Vitesse de résilience après interdiction du plomb

Une étude a cherché à mesurer à quelle vitesse les grenailles non toxiques (acier), ou réputées non toxique (bismuth-étain) remplacent peu à peu le plomb parmi les billes trouvées dans le grit des gésier des canards.

  • pour cela, des chasseurs ont fourni les gésiers de 16.651 canards tués dans le couloir de migration aviaire du Missisipi (en 1996 et 1997, c'est à dire 5 et 6 ans après la conversion obligatoire aux munitions dites "non-toxiques" aux USA). D'éventuelles grenailles métalliques ont été recherchées dans ces gésiers. On en a trouvé chez 8,9% de 15.147 canards colverts (Anas platyrhynchos), chez 12,7% de 749 canards à collier (Aythya collaris), chez 4,3% de 579 fuligules (Aythya affinis et A. marila), et 9,7% de 176 Fuligules à dos blanc (Aythya valisineria). Les gésiers contenant de la grenaille provenaient pour 68% de colverts, pour 45% de fuligule à collier, pour 44% de morillons. Curieusement, 71% des gésiers de Fuligule à dos blanc ne contenait que des billes non toxiques.
  • Les auteurs estiment que les munitions non toxique ont 6 ans après la généralisation de leur obligation réduit la mortalité par saturnisme chez les canards colverts (de la voie migratoire du Mississippi) de 64%. L'ingestion de deux ou plus billes de plomb semble avoir diminué de 78%.

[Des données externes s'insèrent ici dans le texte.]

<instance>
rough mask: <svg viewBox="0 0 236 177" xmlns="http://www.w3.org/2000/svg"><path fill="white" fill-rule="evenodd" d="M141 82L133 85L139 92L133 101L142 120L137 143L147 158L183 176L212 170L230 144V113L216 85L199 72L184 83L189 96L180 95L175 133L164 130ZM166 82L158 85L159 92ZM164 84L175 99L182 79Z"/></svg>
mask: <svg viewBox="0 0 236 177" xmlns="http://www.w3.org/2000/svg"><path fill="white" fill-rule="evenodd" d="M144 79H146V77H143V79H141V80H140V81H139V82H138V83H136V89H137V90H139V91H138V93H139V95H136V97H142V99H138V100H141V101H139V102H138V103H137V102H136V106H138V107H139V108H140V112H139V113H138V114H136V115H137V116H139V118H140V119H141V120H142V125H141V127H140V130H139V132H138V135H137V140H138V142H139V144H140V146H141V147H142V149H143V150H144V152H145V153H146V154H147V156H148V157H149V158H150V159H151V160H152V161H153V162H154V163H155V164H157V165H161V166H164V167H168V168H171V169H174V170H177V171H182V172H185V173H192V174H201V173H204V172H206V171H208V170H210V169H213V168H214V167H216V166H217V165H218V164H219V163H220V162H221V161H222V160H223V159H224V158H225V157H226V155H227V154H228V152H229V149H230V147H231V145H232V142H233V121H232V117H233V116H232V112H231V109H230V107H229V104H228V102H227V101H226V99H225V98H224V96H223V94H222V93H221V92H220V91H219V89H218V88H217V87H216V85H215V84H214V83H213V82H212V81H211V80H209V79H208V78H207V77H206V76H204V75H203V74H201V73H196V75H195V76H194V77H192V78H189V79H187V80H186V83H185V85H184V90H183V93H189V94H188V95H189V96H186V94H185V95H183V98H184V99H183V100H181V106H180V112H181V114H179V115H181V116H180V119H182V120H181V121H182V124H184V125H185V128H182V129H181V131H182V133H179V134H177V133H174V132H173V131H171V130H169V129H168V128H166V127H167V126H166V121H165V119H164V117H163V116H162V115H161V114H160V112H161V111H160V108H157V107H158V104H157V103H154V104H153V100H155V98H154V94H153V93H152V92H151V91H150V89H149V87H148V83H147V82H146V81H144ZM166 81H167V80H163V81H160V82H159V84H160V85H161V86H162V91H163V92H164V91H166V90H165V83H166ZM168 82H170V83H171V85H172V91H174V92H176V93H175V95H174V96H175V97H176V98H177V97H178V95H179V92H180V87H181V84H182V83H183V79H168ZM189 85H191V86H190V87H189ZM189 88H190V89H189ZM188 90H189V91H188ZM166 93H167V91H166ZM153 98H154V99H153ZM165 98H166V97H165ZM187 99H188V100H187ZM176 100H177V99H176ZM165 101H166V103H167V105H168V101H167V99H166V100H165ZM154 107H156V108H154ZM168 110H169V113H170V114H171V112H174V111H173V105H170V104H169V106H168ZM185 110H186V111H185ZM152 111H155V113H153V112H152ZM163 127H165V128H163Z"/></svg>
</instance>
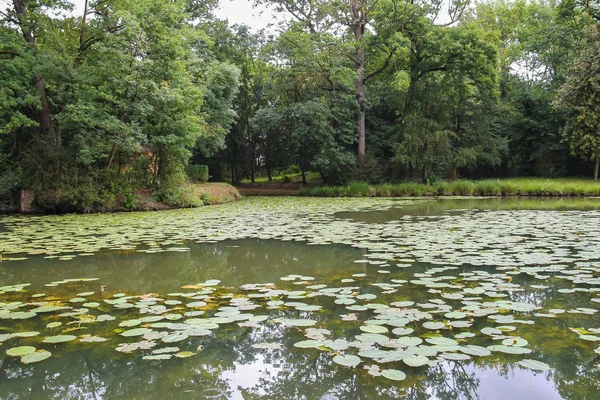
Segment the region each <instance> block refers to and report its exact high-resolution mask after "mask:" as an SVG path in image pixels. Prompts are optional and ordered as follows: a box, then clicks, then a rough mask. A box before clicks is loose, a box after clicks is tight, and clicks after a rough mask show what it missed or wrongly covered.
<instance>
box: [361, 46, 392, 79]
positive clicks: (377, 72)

    En admettant que ces taux de moindre mortalité par saturnisme puissent être extrapolés aux autres espèces et aux autres corridors migratoires d'Amérique du Nord, les auteurs estiment qu'environ 1,4 million de canards ayant empreinté vers le sud les corridors migratoires continentaux durant l'automne 1997 (sur un total de 90 millions) ont ainsi pu éviter un saturnisme fatal.

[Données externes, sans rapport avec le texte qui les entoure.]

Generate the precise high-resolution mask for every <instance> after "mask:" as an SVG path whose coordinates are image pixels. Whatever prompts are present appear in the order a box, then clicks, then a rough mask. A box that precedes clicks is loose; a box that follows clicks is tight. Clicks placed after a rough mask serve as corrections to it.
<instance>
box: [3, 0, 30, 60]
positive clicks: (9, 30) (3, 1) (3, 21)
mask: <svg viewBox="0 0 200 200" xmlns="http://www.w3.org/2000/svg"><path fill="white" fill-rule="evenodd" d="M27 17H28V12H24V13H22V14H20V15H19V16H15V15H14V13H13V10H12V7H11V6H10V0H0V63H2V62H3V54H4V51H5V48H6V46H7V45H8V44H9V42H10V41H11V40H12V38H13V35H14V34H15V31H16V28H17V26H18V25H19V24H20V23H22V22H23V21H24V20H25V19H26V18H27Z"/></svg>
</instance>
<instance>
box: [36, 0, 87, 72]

    Seulement 1,1% des 1.318 gésiers contenait une ou plusieurs billes de plomb incrustés (et non avalé). Sur ces 1318 oiseaux abattus à la chasse, seuls 1% l'avait été avec des grenailles de plomb (interdites) et seul 1 plomb de pêche toxique a été retrouvé dans la totalité (16.651) des gésiers collectés pour l'expérience.
  • On peut donc supposer qu'alors que le risque augmentait en Europe (hormis au Danemark), en Amérique du nord, l'ingestion de plomb par les consommateurs de canards a également significativement diminué en 6 ans. Une certaines sous-estimation du risque est cependant possible en raison de biais possibles de l'étude :
les billes de plomb peuvent être rapidement érodées dans le gésier (en quelques jours parfois), là où les billes d'acier peuvent persister bien plus longtemps ; Un oiseau ne présentant pas de grenaille de plomb dans le gésier, ou ne présentant que des grenailles non-toxiques peut en réalité avoir antérieurement avalé et "digéré" une ou plusieurs billes de plomb (dans les semaines ou mois précédents). Seule une analyse de plomb des plumes ou os ou foies pourrait préciser quantitativement le risque (pour le canard, comme pour son consommateur).
concernant le bon respect de la loi (c'est à dire la non-utilisation de cartouches au plomb), le fait que les chasseurs savaient qu'ils donnaient les gésiers pour une expérimentation de type évaluative pourrait les avoir incité à mieux respecter la loi.